With Small-Cap Value, Active Management Can Deliver

For what now feels like an eternity, active management in mutual fund for has taken its lumps in the court of public opinion, but broadly speaking, the performance just hasn’t been there to justify high fees and lack of tax benefits relative to passive fund structures.

However, there are a couple of important points to remember. There are some market segments in which active management can generate better outcomes for clients and investors. Second, exchange traded funds are breathing new life into active management.

Regarding areas of the equity market that are conducive to active manager success, it’s long been believed that small-caps are one of the prime spots. Part of the reason for that theory is that some traditional small-cap benchmarks don’t filter money-losing companies – a task active managers can and do accomplish.

Furthering the potential allure of the active/small-cap marriage is the point that there are myriad examples of it working well when factors, such as growth or value, or involved. For the purposes of what follows, I’ll examine two prominent examples of active management meeting small-cap value and delivering for clients via the ETF wrapper.

Small-Cap Value Has Lagged, But Not Here

As advisors know, it’s been a lengthy run of small-caps and value stocks trailing large-cap and growth rivals. For the three years ending May 20, the S&P SmallCap 600 Index returned just 4.4% while its vale counterpart was up a meager 1.6%.

With data points like those, it’d be easy to be dismissive of small-cap value, but in at least two cases, active management came to the rescue. During that same three-year span, the Avantis US Small Cap Value ETF (AVUV) and the Dimensional US Small Cap Value ETF (DFSV) returned an average of 25.7% with neither ETF subjecting investors to alarmingly higher levels of annualized volatility to the S&P SmallCap 600 Value Index.

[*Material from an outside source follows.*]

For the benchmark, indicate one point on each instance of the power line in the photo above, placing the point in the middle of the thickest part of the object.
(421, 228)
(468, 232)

DFSV is part of the rapidly growing roster of Dimensional Fund Advisors (DFA) ETFs, many of which were converted from the firm’s venerable lineup of actively managed mutual funds. Much of that fund’s success is attributable to risk mitigation – something that shouldn’t be overlooked when it comes to investing in smaller stocks.

“Dimensional’s portfolio managers start with the smallest 10% of US stocks, then pull in the cheapest 35% of those by price/book ratio,” notes Morningstar’s Bryan Armour. “They further avoid holding stocks with relatively low profitability and aggressive asset growth, as these traits tend to lead to poorer returns. This helps the ETF avoid the riskiest stocks in the small-value segment of the market.”

AVUV Awesome, Too

American Century’s AVUV turns five years old in September, making its status as an $11.44 billion ETF all the more impressive. It also has a lead over rival DFSV over the past three years. For advisors that know their fund industry history, AVUV’s advantage of DFSV is interesting because Avantis was once part of DFA.

That is to say AVUV does a few things similarly to the competing DFA fund, but these ETFs aren’t carbon copies of each other. They are, however, proving to be better bets than many passively managed equivalents.

“Avantis ratchets up the small size and value factors a bit more than Dimensional by pulling from the smallest 8% of the US market, then picking stocks with the best combination of value and cash-based profitability and tilting their weights toward those with the strongest traits,” concludes Armour.